Ravens safety Tony Jefferson said it best this past week about judging players during non-contact voluntary workouts.

“We’ll see in training camp when the pads come on,” Jefferson said. “Obviously, some people look good in shorts, and some people look great in pads. That’s when we find out who the real football players are.”

It’s particularly difficult judging offensive and defensive linemen without pads, which leads to even more attention on players at the skill positions.

Acknowledging those limitations, below are five players who seemingly helped their stock this spring:

OL Jermaine Eluemunor

Head coach John Harbaugh threw some cold water on this one by noting Eluemunor’s need to get in better playing shape for training camp, but the third-year lineman taking virtually all first-team reps at left guard was one of the bigger surprises of the spring and speaks to his growth since his rookie year. This figures to be one of the more interesting position battles on the roster with James Hurst, Alex Lewis, Bradley Bozeman, and rookie fourth-round pick Ben Powers all in the mix, but Eluemunor has quietly expanded his versatility by filling in at left tackle last year and moving back to guard this spring, which should improve his roster chances even if he doesn’t win the starting job.

ILB Chris Board

The discussion following the March departure of four-time Pro Bowl linebacker C.J. Mosley centered around 2018 fourth-round pick Kenny Young moving into the starting lineup next to Patrick Onwuasor, but Board, an undrafted free agent who excelled on special teams as a rookie, split the first-team snaps with Young and even appeared to get more reps in certain packages. Harbaugh anticipates a rotation between the two with dime back Anthony Levine also factoring into the snap distribution, but Board could be on the same path traveled by the likes of Onwuasor, Zach Orr, Jameel McClain, and Bart Scott as undrafted players who started on special teams and eventually carved out starting roles.

S DeShon Elliott

The Ravens should have one of the best starting safety duos in the NFL with Earl Thomas and Tony Jefferson, but it was impossible to watch Elliott make plays this spring without thinking Wink Martindale needs to find ways to get him on the field. The 6-foot-1, 210-pound Texas product showed off plenty of physicality last summer before breaking his forearm, but it was his range in pass coverage that stood out in spring workouts.

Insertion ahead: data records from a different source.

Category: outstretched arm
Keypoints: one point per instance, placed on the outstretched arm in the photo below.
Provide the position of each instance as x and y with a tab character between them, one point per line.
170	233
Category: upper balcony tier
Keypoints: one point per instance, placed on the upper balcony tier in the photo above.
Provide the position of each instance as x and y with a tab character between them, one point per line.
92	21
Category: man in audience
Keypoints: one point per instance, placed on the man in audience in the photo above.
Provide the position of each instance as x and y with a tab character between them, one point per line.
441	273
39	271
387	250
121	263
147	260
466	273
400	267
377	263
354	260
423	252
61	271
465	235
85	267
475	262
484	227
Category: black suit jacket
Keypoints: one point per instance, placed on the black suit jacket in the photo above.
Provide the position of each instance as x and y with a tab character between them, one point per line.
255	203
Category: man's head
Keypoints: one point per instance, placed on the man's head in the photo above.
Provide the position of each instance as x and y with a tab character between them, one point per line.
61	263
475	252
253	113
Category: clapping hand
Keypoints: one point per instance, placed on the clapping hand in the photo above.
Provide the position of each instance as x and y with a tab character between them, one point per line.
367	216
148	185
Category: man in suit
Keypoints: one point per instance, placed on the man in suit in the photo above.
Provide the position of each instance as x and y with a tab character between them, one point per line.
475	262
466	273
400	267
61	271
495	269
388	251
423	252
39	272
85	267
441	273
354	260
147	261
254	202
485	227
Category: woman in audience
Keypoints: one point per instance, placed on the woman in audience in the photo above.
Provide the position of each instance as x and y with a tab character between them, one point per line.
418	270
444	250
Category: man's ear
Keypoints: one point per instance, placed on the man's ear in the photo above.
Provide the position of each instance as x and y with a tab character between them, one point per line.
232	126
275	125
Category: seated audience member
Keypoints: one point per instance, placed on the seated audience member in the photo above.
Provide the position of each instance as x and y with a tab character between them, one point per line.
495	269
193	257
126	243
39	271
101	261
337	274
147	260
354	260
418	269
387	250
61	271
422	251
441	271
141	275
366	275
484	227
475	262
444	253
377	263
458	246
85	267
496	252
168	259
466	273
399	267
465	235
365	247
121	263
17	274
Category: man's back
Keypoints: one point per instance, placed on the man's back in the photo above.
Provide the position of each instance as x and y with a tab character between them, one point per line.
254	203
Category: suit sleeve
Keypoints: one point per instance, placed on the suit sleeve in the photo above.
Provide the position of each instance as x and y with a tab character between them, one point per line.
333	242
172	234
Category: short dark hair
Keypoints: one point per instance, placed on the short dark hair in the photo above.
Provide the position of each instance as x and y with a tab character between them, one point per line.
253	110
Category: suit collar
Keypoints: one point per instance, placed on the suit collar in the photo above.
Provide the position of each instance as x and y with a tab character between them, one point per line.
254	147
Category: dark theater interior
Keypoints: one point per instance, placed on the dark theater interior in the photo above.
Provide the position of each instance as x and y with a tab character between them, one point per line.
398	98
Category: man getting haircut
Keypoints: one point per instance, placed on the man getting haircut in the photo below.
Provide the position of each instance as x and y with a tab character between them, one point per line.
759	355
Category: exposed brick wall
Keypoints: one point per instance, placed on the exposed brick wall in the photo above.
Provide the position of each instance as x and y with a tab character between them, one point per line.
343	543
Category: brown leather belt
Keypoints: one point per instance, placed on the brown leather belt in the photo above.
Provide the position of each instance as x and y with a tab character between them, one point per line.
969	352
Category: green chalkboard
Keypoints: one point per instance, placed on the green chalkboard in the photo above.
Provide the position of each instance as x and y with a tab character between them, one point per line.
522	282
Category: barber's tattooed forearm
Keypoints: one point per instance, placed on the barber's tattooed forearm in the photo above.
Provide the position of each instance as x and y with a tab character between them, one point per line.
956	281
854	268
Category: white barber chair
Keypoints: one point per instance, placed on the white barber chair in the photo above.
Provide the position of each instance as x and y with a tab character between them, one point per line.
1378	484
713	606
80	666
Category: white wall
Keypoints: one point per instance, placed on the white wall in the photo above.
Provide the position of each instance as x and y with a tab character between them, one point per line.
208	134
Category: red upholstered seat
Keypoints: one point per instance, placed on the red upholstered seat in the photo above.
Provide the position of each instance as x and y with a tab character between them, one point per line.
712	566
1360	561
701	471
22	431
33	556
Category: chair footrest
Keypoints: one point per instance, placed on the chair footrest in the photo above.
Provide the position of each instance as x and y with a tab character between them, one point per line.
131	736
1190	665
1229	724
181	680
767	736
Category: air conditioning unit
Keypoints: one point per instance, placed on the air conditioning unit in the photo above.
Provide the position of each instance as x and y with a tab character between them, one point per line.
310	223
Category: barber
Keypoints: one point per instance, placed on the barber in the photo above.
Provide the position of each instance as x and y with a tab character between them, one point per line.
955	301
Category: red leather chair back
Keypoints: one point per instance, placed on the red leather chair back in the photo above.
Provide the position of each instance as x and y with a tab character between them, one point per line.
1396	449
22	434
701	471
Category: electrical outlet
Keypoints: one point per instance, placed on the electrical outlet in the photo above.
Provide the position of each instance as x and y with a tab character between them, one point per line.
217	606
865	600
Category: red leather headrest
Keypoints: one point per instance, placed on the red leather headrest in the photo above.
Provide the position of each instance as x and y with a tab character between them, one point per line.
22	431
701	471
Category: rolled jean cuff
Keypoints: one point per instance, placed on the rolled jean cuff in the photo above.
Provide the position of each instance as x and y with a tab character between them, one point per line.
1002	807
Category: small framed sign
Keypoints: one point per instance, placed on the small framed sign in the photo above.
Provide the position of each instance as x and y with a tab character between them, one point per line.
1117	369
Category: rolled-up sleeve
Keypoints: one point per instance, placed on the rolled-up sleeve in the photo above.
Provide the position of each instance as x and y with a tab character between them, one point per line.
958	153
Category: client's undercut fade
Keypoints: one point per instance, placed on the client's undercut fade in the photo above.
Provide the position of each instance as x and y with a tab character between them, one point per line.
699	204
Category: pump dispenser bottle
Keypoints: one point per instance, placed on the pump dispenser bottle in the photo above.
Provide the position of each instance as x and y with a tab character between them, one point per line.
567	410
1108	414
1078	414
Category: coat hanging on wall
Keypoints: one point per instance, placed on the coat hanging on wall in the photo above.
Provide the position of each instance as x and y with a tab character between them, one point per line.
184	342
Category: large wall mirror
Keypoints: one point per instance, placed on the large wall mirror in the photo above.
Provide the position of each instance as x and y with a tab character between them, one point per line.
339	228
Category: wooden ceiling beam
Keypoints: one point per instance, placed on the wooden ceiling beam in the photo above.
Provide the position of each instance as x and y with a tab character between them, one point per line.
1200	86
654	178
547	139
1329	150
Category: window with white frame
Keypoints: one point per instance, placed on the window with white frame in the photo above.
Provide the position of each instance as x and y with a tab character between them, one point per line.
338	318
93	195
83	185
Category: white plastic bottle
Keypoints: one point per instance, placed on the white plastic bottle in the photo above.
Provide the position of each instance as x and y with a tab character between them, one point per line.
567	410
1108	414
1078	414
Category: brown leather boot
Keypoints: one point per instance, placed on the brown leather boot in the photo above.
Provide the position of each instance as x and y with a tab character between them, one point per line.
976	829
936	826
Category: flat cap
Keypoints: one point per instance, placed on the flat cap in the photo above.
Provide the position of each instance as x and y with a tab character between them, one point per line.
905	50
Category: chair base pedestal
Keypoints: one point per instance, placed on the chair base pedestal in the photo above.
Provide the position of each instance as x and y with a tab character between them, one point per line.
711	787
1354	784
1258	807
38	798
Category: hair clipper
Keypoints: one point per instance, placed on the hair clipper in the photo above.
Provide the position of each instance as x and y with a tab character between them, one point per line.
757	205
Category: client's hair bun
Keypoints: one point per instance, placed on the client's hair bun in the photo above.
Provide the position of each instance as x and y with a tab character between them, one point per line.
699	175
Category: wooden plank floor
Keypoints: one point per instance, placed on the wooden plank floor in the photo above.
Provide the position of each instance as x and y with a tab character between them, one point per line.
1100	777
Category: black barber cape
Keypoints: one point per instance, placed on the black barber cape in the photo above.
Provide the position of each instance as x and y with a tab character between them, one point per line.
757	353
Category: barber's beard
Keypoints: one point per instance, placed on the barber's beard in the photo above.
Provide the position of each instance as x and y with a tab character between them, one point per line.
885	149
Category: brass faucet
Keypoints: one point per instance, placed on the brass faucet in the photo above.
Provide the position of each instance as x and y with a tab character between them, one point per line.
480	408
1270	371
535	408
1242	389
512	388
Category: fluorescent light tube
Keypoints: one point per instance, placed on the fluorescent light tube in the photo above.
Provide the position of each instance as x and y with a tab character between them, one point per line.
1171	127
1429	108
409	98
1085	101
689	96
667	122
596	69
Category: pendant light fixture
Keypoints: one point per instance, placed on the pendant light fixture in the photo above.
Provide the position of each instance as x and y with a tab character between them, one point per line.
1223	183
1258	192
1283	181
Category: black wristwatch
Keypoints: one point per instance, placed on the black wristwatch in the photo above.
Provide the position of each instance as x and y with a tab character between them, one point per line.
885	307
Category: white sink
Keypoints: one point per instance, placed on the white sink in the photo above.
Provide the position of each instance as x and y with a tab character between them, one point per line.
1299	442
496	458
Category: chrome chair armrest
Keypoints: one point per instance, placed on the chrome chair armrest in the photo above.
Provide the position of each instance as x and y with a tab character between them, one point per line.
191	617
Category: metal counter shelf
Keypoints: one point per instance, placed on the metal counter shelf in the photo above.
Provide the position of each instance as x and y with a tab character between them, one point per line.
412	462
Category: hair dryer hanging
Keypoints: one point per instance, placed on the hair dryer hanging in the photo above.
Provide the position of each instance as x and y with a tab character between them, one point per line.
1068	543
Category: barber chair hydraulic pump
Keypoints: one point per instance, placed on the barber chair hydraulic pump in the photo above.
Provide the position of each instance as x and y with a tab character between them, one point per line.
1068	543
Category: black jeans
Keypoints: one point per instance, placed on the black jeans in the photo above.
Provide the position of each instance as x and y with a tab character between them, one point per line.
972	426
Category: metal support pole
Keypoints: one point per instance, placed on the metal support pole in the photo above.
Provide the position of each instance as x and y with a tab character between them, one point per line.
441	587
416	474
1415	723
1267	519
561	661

Whether it’s working Elliott into the dime package or using a little bit of a safety rotation like we saw at cornerback last year, the Ravens will have a hard time leaving the 2018 sixth-round pick on the sideline if what he did in the spring carries into the preseason.

WR Sean Modster

The last two names on this list remain long shots to make the 53-man roster, but Modster flashed on multiple occasions this spring and even drew some praise from slot cornerback Tavon Young. The 5-foot-11, 183-pound receiver from Boise State has shown good hands and change of direction working out of the slot, but he’ll need to show that same ability against the threat of contact to put himself in serious contention for a roster spot. With a few veterans and several recent draft picks ahead of Modster in the pecking order and Baltimore’s run-based offense not exactly prioritizing wide receivers as highly as most teams, the rookie free agent will need to really impress in the preseason to have a chance.

CB Terrell Bonds

Only signed to a contract after trying out during rookie camp and a former member of the Memphis Express in the defunct Alliance of American Football, Bonds made quite an impression on the second day of minicamp when he intercepted Jackson twice in the same red-zone period. At 5-foot-8 and 182 pounds, the Tennessee State product faces what could be a near-impossible path to a roster spot with the deep depth as his position, but a strong summer would at least put him in position to catch on elsewhere like ex-Raven Darious Williams did with the Los Angeles Rams last fall. The fact that we’re even mentioning Bonds in this space is a credit to his hard work after he went undrafted in 2018.